Robin écarta les jambes aussi loin que la baignoire le permettait, mais ce n’était pas assez loin. Notre baiser s’est terminé et Robin s’est éloignée, me tournant le dos. J’ai enroulé mes mains autour d’elle, prenant ses seins glissants dans mes mains, sentant la chair chaude et humide suinter à travers mes doigts et ses mamelons durs me piquer les paumes des mains. Ma queue a glissé dans la fente de son cul, réchauffée par la chair qui l’enveloppait. Mais Robin avait d’autres idées. Elle s’est penchée en avant et m’a poussé le cul. Elle a pris ma bite entre ses cuisses et l’a prise dans sa main, guidant ma tête de bite entre ses lèvres de chatte gonflées. Je me suis glissé facilement en elle, enfouissant ma bite au plus profond d’elle.

Robin a posé une main sur le carrelage froid de la douche pendant que je tenais ses hanches dans mes mains et que je lui pompais dedans. De l’eau chaude lui a éclaboussé le dos, a couru en ruisseaux sur la fente de son cul, a traversé mes poils pubiens, et a dégouliné de mes couilles alors que j’entrais et sortais de la chatte de Robin.

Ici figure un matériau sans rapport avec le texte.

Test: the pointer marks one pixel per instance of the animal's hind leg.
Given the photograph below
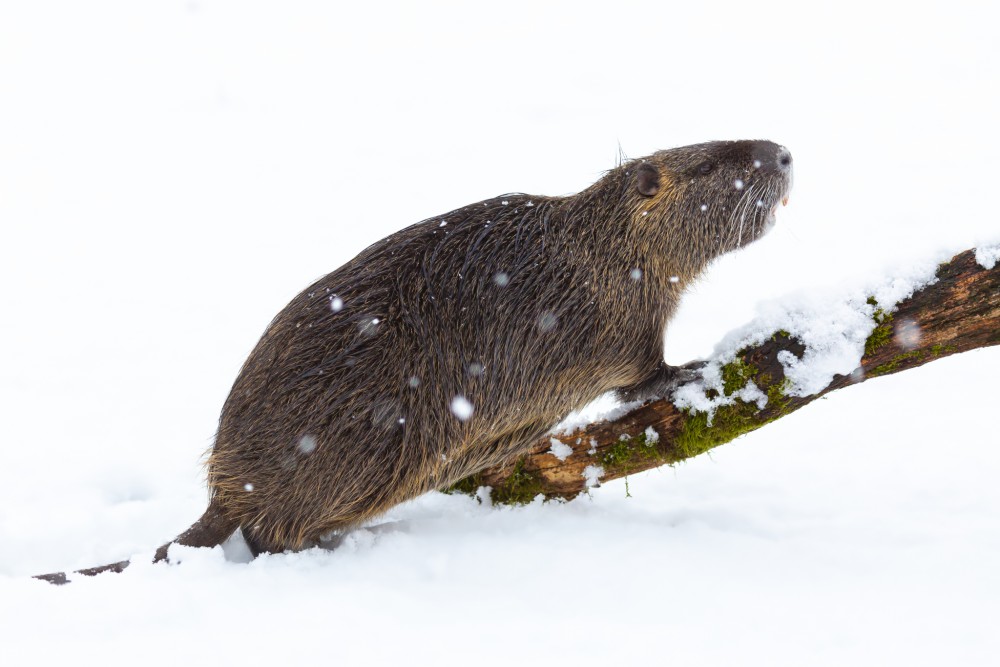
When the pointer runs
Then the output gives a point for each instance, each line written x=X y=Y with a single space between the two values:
x=258 y=544
x=661 y=382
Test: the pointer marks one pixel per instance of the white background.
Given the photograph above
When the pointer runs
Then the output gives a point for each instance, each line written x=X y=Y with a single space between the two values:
x=172 y=173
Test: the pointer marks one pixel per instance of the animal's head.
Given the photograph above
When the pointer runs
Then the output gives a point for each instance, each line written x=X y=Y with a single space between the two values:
x=710 y=198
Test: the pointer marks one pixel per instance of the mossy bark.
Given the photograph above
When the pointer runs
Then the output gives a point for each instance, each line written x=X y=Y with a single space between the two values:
x=959 y=312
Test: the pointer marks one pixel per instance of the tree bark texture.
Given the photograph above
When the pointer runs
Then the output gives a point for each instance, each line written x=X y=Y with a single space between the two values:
x=960 y=311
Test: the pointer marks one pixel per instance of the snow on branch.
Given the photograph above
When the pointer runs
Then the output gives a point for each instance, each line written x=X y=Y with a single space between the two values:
x=782 y=362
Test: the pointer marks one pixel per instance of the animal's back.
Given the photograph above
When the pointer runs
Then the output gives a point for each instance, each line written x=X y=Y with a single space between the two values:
x=437 y=352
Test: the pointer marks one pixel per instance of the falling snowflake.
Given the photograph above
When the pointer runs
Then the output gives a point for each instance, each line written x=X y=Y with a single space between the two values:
x=461 y=407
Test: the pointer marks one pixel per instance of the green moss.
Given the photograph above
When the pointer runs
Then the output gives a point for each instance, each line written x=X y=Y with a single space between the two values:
x=622 y=455
x=736 y=374
x=728 y=423
x=883 y=328
x=469 y=486
x=518 y=489
x=893 y=364
x=777 y=396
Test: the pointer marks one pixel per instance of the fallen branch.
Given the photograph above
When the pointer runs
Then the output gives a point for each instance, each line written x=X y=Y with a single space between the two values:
x=959 y=311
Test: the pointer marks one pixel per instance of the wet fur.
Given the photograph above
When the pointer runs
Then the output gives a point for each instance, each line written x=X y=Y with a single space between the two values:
x=338 y=415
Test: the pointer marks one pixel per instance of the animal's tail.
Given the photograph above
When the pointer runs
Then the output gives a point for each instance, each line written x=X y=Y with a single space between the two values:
x=210 y=530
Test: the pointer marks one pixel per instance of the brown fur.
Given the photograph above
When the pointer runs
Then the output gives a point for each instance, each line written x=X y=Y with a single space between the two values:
x=527 y=307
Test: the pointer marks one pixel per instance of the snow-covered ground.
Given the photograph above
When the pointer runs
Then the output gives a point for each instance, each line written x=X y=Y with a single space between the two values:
x=172 y=173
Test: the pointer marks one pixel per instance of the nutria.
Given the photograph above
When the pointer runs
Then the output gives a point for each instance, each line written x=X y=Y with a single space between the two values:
x=454 y=344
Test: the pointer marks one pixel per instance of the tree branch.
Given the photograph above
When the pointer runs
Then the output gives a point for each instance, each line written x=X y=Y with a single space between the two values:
x=957 y=313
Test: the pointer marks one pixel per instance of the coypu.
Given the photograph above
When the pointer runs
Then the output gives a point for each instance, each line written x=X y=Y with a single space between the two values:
x=454 y=344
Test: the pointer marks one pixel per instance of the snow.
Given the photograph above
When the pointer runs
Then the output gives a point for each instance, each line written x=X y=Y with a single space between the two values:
x=462 y=408
x=988 y=256
x=172 y=173
x=592 y=474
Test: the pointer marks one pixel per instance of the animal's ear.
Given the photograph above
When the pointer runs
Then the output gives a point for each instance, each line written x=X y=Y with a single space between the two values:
x=647 y=179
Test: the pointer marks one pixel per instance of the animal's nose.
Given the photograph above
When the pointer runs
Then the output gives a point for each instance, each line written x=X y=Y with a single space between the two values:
x=784 y=159
x=770 y=157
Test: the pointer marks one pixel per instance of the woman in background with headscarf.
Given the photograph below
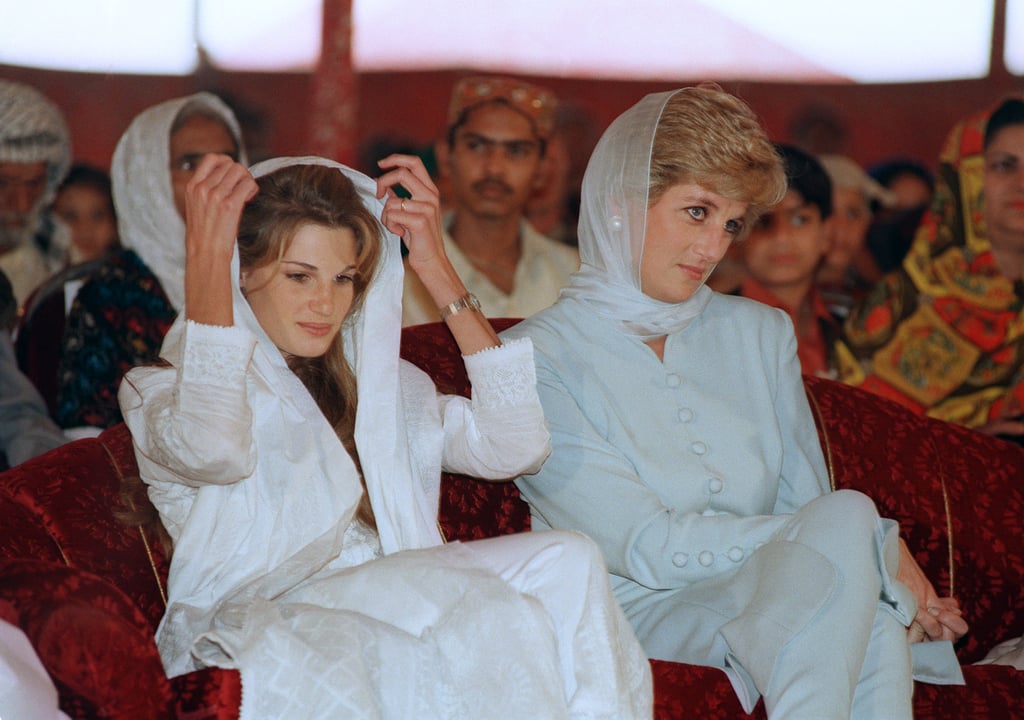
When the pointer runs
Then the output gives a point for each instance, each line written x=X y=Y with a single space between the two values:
x=121 y=314
x=682 y=440
x=944 y=334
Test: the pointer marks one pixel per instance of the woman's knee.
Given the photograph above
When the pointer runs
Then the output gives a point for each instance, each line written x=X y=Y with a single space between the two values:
x=846 y=510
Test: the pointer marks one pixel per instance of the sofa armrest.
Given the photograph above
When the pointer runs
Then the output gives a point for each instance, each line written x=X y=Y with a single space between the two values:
x=957 y=495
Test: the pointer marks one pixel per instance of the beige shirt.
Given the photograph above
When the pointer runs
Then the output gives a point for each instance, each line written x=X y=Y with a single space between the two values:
x=544 y=268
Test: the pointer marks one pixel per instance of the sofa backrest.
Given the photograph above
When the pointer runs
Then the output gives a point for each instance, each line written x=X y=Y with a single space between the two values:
x=59 y=507
x=470 y=509
x=957 y=495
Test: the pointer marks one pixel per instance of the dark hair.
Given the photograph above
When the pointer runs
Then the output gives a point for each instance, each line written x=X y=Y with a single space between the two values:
x=805 y=175
x=887 y=171
x=464 y=116
x=90 y=176
x=1010 y=113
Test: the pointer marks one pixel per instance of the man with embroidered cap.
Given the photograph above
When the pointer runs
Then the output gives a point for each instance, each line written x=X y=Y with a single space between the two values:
x=35 y=153
x=489 y=162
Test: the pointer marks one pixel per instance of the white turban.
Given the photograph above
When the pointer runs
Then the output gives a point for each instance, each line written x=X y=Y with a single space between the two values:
x=33 y=130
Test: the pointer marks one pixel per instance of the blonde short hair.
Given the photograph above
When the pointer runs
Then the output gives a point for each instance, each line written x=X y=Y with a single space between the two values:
x=708 y=137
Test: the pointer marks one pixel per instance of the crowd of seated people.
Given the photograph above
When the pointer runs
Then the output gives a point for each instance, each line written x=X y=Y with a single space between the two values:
x=100 y=268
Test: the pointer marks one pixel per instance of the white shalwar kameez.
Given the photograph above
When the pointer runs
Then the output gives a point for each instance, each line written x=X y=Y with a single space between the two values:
x=325 y=618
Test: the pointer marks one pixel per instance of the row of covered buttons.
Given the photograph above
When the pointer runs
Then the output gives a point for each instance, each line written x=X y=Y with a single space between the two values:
x=707 y=557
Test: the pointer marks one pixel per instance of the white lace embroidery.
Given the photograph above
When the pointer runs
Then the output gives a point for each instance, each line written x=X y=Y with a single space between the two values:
x=505 y=386
x=504 y=376
x=210 y=362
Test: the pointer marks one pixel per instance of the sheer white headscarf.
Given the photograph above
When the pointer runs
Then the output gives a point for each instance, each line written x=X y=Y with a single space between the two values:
x=612 y=224
x=406 y=516
x=140 y=176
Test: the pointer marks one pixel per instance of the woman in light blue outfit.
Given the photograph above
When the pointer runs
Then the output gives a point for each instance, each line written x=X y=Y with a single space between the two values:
x=683 y=442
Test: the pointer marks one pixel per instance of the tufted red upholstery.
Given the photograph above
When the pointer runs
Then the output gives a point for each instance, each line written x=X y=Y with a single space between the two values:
x=65 y=559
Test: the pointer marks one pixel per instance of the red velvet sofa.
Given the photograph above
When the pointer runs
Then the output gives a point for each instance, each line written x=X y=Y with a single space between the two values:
x=89 y=591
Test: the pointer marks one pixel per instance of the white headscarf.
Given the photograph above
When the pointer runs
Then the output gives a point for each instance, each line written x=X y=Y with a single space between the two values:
x=406 y=515
x=140 y=175
x=612 y=224
x=33 y=130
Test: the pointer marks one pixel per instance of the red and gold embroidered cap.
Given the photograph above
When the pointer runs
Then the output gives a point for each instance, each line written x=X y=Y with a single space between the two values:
x=536 y=102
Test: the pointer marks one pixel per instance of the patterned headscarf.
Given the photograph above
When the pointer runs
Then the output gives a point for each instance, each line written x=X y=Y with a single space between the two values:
x=537 y=103
x=140 y=174
x=33 y=130
x=944 y=335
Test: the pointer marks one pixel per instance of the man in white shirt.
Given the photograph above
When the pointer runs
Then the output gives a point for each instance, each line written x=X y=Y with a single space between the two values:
x=489 y=162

Elle m’a attrapé avec sa main libre, en enroulant ses doigts autour de mon poignet. “Oh, mon Dieu”, gémissait-elle doucement, le son étant à peine audible au-dessus de l’eau. Se déplaçant avec moi et contre moi, poussant ses hanches vers l’arrière alors que je poussais vers l’avant, Robin m’a poussé à la baiser plus fort, plus vite, plus profondément. Ses seins lourds se balançaient sous sa poitrine, la frappant à chaque poussée puissante. “Oh…mon…dieu !” s’exclama-t-elle soudain, son corps entier tremblait tandis que l’orgasme la traversait. Ses jambes se sont pliées sous elle, mais je me suis accroché, la maintenant droite, et je l’ai frappée une, deux, trois fois encore avant d’arriver, envoyant une épaisse boule de sperme chaud au fond de sa chatte palpitante.

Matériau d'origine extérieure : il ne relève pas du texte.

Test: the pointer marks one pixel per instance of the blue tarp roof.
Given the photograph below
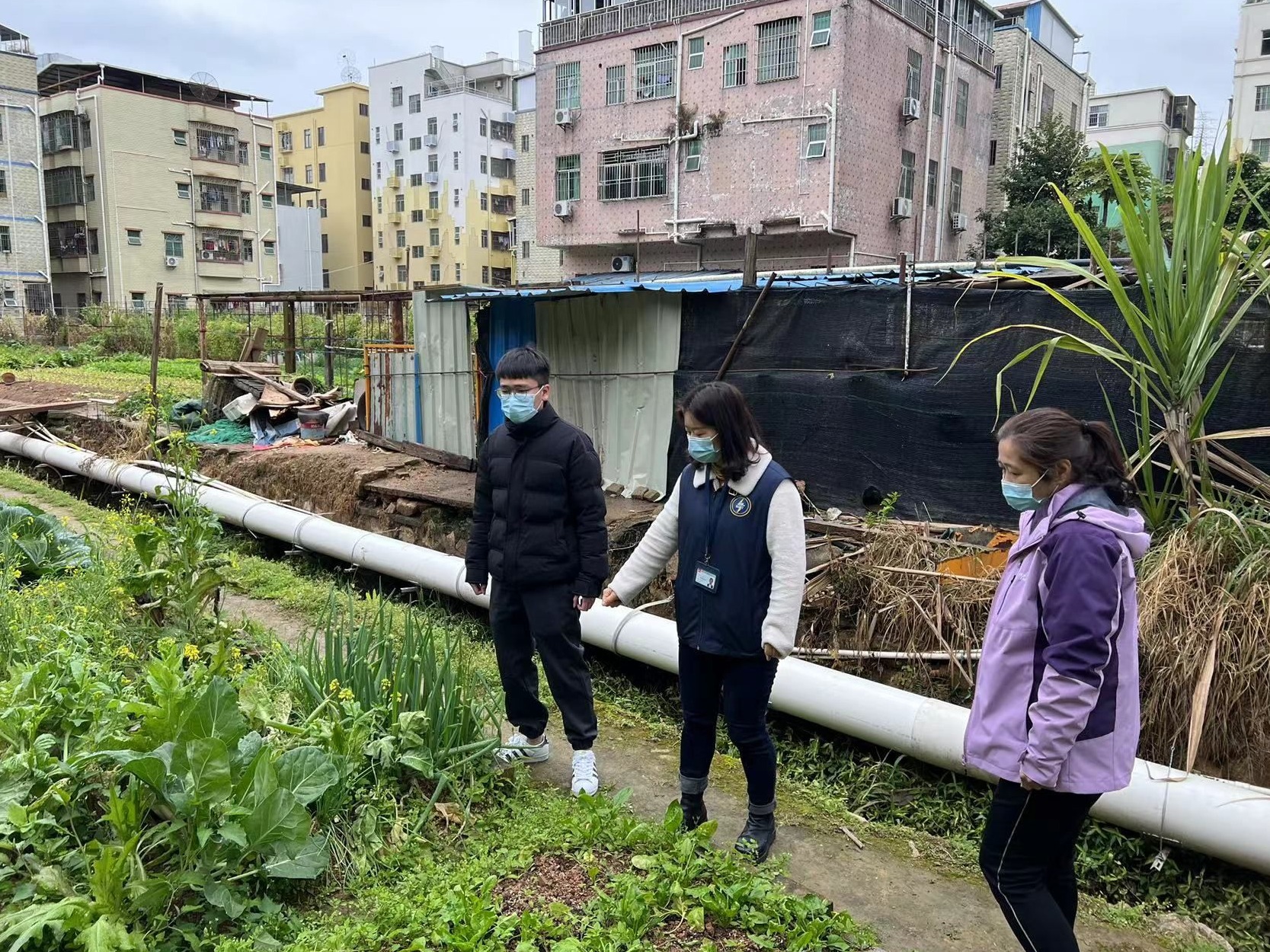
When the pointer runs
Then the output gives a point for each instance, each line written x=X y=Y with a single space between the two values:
x=725 y=282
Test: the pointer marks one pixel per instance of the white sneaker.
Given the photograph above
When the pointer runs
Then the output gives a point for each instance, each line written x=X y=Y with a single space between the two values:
x=586 y=778
x=518 y=750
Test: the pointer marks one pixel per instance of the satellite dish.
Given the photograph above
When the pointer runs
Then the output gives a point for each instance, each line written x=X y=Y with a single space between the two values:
x=205 y=87
x=350 y=74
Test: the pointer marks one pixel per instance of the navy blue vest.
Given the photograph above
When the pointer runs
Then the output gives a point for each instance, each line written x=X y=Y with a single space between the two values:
x=728 y=621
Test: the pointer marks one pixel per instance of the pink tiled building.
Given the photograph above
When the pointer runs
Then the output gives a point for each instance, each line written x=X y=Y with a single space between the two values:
x=837 y=133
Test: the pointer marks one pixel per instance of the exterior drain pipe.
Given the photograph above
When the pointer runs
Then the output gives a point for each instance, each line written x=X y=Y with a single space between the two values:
x=1208 y=815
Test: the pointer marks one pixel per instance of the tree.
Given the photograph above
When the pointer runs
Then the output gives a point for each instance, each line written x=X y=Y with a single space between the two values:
x=1052 y=155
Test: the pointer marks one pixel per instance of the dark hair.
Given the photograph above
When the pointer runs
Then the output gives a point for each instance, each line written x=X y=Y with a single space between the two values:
x=523 y=363
x=1047 y=437
x=723 y=407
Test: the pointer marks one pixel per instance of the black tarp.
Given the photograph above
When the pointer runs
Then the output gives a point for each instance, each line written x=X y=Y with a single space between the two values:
x=822 y=372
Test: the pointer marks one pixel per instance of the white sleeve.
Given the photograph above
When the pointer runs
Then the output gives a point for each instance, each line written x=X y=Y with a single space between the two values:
x=653 y=552
x=786 y=545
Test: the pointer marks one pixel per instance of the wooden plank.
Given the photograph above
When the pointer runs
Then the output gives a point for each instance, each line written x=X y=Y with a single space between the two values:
x=440 y=457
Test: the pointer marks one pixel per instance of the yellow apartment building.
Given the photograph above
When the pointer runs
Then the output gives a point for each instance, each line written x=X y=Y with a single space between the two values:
x=154 y=180
x=329 y=149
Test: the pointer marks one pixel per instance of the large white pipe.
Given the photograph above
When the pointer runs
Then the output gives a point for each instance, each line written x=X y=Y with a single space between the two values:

Je l’ai tenue fermement, la serrant contre moi jusqu’à ce que ma bite cesse enfin de spasmer et que je m’éloigne. À ce moment-là, l’eau qui coulait en cascade sur nous se refroidissait rapidement. Robin s’est redressée et nous a rapidement nettoyés avant d’arrêter l’eau et d’ouvrir le rideau de douche. Après que nous nous soyons essuyés, Robin a enfilé un peignoir et nous a préparé un dîner léger – des amuse-gueules et des fruits que nous pouvions manger au lit avant que notre faim sexuelle ne nous domine et que nous recommencions. Je ne suis pas rentré chez moi avant que le soleil ne se lève à l’horizon le lendemain matin, et il a fallu au moins une semaine avant que je ne passe une nuit complète dans mon propre lit. Cela devait être il y a environ six mois et maintenant on parle de nous dans le quartier. Mais cela ne nous dérange pas du tout.